Newsweek Profiles Jindal

(photo: CNS/Reuters)

In a new article about Louisiana’s Republican Gov. Bobby Jindal, Newsweek characterizes him as the GOP’s “Own Obama.”

That could be accurate, if one focuses primarily on the fact that like the president-elect, Jindal is young, articulate and a member of a minority.

But if the focus is on where the pair stand on life issues, the Catholic Jindal can be more accurately described as the anti-Obama.

The Newsweek article reports on the political buzz that Jindal, 37, is a leading candidate for the Republican nomination in 2012. Jindal insists he won’t run and instead will concentrate on winning reelection as Louisiana governor in 2011, an assurance Newsweek concludes is probably authentic.

But further down the road, Newsweek predicts, a presidential run could be a real possibility, given that Jindal is generating the same kind of enthusiasm among GOP leaders and Republican rank and file as Obama did among Democrats after his election to the U.S. Senate in 2004.

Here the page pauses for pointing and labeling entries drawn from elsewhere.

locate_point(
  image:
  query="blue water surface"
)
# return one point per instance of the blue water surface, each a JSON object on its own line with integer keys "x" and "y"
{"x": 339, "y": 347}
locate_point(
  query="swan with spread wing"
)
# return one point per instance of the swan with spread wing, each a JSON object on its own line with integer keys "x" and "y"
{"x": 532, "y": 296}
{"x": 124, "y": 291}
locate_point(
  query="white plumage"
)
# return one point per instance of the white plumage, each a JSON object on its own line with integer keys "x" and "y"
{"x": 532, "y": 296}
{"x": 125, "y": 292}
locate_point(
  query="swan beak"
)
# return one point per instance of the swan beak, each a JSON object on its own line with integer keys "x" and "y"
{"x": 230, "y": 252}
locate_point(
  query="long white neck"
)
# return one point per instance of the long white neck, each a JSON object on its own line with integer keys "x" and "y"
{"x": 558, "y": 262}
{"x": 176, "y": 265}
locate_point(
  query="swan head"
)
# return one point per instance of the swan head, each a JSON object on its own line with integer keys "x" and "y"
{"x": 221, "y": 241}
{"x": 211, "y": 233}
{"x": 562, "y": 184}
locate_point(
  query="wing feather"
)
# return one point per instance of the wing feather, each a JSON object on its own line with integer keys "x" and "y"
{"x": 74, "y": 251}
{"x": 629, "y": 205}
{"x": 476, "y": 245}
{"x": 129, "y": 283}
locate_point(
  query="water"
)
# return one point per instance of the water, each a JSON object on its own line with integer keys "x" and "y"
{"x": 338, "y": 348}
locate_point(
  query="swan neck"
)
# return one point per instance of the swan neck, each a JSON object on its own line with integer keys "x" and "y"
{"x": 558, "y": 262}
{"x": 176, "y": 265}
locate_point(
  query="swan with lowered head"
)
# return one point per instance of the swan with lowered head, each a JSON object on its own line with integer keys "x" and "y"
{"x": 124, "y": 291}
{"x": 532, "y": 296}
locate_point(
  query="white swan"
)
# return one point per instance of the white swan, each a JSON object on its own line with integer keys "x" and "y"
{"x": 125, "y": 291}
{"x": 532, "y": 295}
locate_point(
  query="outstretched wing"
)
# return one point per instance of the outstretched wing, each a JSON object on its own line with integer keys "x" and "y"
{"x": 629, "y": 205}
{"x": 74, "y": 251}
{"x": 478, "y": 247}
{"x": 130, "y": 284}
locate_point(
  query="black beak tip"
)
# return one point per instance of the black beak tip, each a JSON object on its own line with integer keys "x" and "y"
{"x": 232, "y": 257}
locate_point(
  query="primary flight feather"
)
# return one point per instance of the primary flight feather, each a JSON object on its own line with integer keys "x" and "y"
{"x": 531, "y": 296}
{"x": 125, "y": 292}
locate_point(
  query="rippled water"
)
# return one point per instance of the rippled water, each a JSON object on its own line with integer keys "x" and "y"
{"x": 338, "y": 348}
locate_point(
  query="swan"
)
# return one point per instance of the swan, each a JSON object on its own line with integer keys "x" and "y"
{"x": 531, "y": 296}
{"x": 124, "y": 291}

“Former House Speaker Newt Gingrich recently called him ‘the most transformative young governor in America,’” Newsweek reports. “Radio host Rush Limbaugh refers to him as ‘the next Ronald Reagan.’ John McCain eyed Jindal as a running mate, and Steve Schmidt, McCain’s chief strategist, told The Washington Post in November that ‘the question is not whether he’ll be president, but when he’ll be president — because he will be elected someday.’”

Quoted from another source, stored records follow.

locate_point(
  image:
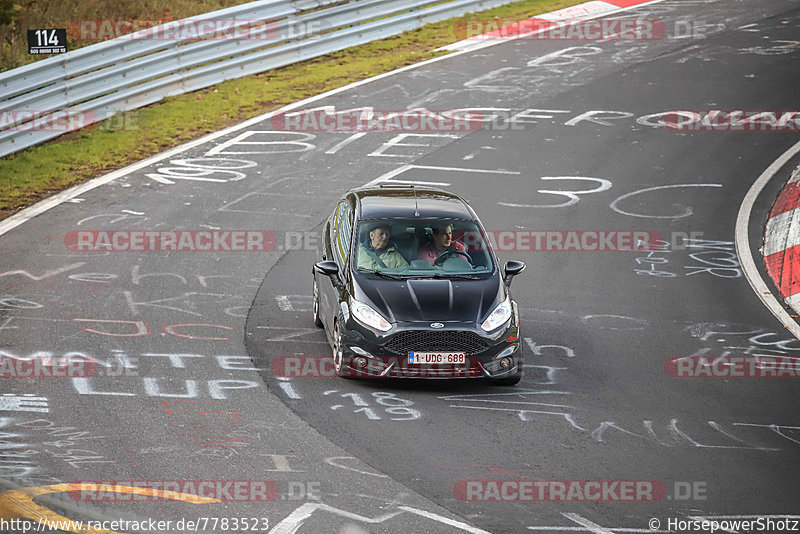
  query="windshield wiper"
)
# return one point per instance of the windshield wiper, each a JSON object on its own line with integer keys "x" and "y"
{"x": 384, "y": 275}
{"x": 445, "y": 276}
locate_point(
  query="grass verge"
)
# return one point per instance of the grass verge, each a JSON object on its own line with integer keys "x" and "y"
{"x": 37, "y": 172}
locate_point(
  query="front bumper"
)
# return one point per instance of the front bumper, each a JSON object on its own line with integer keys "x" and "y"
{"x": 495, "y": 354}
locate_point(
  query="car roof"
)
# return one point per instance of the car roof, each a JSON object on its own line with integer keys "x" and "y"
{"x": 405, "y": 201}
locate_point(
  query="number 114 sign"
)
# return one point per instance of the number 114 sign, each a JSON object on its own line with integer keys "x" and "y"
{"x": 51, "y": 41}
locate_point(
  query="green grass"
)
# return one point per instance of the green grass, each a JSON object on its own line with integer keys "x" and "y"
{"x": 34, "y": 173}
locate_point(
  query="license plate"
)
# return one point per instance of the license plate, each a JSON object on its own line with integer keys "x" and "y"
{"x": 437, "y": 357}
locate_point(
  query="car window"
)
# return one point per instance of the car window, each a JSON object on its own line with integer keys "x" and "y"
{"x": 423, "y": 247}
{"x": 343, "y": 233}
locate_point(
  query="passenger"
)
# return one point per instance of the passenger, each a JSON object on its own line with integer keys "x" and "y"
{"x": 442, "y": 241}
{"x": 380, "y": 253}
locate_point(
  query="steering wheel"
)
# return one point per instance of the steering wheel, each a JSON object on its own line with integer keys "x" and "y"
{"x": 452, "y": 252}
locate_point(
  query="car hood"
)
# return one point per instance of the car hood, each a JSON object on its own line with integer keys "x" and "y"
{"x": 430, "y": 300}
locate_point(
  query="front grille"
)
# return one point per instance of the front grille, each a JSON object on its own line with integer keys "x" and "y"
{"x": 430, "y": 341}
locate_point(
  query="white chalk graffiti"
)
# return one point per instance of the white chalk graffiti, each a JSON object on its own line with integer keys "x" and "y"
{"x": 10, "y": 402}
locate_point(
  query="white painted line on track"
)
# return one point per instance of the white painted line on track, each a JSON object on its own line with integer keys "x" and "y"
{"x": 65, "y": 196}
{"x": 742, "y": 240}
{"x": 479, "y": 42}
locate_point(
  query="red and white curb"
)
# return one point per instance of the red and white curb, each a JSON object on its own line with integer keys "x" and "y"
{"x": 546, "y": 21}
{"x": 782, "y": 242}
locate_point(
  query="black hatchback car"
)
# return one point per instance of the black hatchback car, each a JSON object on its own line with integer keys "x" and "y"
{"x": 406, "y": 285}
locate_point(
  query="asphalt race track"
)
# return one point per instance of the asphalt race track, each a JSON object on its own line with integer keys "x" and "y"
{"x": 189, "y": 342}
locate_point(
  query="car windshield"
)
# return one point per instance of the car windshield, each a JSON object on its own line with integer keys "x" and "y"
{"x": 428, "y": 248}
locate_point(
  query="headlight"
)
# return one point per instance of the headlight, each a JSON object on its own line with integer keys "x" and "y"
{"x": 369, "y": 317}
{"x": 498, "y": 317}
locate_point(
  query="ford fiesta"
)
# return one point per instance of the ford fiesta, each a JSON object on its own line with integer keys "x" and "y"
{"x": 406, "y": 285}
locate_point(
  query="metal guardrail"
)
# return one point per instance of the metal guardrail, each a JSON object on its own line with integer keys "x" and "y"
{"x": 93, "y": 83}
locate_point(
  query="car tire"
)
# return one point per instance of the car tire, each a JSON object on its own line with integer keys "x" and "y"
{"x": 338, "y": 357}
{"x": 317, "y": 318}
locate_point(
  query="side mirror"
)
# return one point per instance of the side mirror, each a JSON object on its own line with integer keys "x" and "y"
{"x": 512, "y": 269}
{"x": 328, "y": 268}
{"x": 331, "y": 269}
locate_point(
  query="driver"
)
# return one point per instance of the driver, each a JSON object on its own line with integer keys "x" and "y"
{"x": 442, "y": 242}
{"x": 379, "y": 253}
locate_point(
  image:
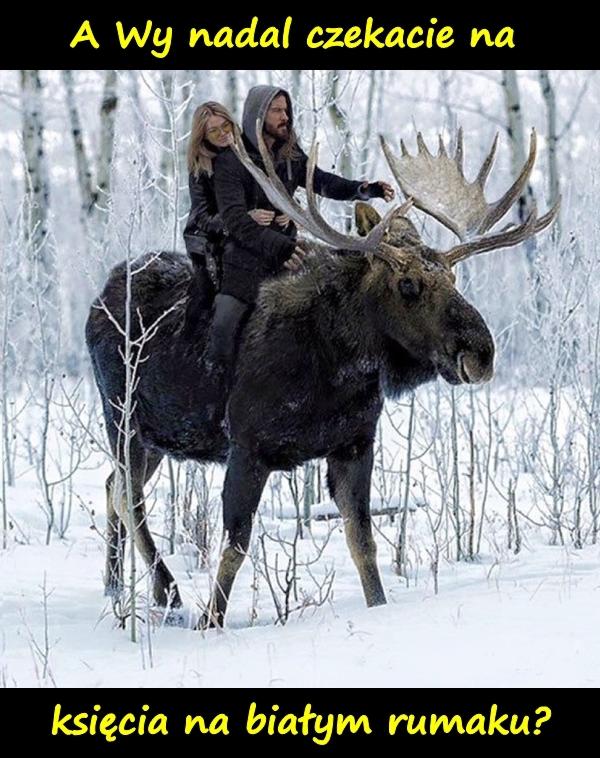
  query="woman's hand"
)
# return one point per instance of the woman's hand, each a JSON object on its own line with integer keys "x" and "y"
{"x": 296, "y": 261}
{"x": 282, "y": 220}
{"x": 262, "y": 216}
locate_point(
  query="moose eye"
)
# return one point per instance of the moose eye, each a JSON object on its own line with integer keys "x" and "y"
{"x": 410, "y": 288}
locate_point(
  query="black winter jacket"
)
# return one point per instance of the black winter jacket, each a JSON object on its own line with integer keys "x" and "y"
{"x": 253, "y": 252}
{"x": 203, "y": 231}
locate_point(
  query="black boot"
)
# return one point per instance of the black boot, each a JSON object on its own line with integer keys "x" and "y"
{"x": 220, "y": 351}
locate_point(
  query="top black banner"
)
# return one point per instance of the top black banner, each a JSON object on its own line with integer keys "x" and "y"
{"x": 204, "y": 36}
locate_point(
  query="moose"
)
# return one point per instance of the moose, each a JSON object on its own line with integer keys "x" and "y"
{"x": 369, "y": 316}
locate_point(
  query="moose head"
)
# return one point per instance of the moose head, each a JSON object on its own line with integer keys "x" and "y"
{"x": 410, "y": 287}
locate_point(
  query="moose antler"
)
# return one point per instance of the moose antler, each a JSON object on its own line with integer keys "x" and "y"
{"x": 309, "y": 218}
{"x": 438, "y": 187}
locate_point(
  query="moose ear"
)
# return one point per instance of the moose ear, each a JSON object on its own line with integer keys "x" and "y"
{"x": 366, "y": 218}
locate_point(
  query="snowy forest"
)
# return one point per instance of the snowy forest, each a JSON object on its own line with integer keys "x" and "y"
{"x": 485, "y": 499}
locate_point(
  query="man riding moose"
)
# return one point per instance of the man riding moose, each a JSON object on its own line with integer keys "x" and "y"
{"x": 261, "y": 239}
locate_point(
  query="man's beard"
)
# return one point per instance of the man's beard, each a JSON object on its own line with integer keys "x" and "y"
{"x": 279, "y": 132}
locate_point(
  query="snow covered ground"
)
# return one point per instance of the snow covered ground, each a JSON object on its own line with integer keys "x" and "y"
{"x": 503, "y": 621}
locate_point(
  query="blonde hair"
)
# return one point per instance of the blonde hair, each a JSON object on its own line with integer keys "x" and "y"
{"x": 200, "y": 156}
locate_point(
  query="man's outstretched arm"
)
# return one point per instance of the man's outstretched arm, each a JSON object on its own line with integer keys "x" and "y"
{"x": 338, "y": 188}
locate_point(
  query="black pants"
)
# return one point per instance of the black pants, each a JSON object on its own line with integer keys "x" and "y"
{"x": 229, "y": 317}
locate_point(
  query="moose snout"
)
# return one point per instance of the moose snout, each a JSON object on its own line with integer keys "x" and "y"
{"x": 476, "y": 365}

But when it comes to abortion, Jindal stands in stark contrast to Obama’s extreme pro-abortion advocacy. Raised a Hindu but introduced to the Bible by an evangelical friend at the age of 12, Jindal ultimately converted to Catholicism as a university student after concluding Protestantism lacks “spiritual cogency.”

And Jindal is no cafeteria Catholic, Newsweek notes. The article dwells at length on the depth of the Louisiana governor’s commitment to his faith, and according to the magazine, “his deeply Catholic views, including a ‘100 percent’ opposition to abortion ‘with no exceptions’ for rape, incest or health of the mother, undoubtedly anger more voters than they attract.”

Newsweek’s assessment that Jindal’s uncompromising pro-life commitment is a political liability is highly debatable. But there’s no debating Jindal’s fearlessness in supporting Church teachings, whether or not they play well politically or with the national media.

And it’s just about impossible to imagine Obama ever saying something similar to this comment of Jindal’s, as quoted by Newsweek: “If I wanted the aesthetics without the inconvenient morality,” he wrote in 1998, “I could become Episcopalian.”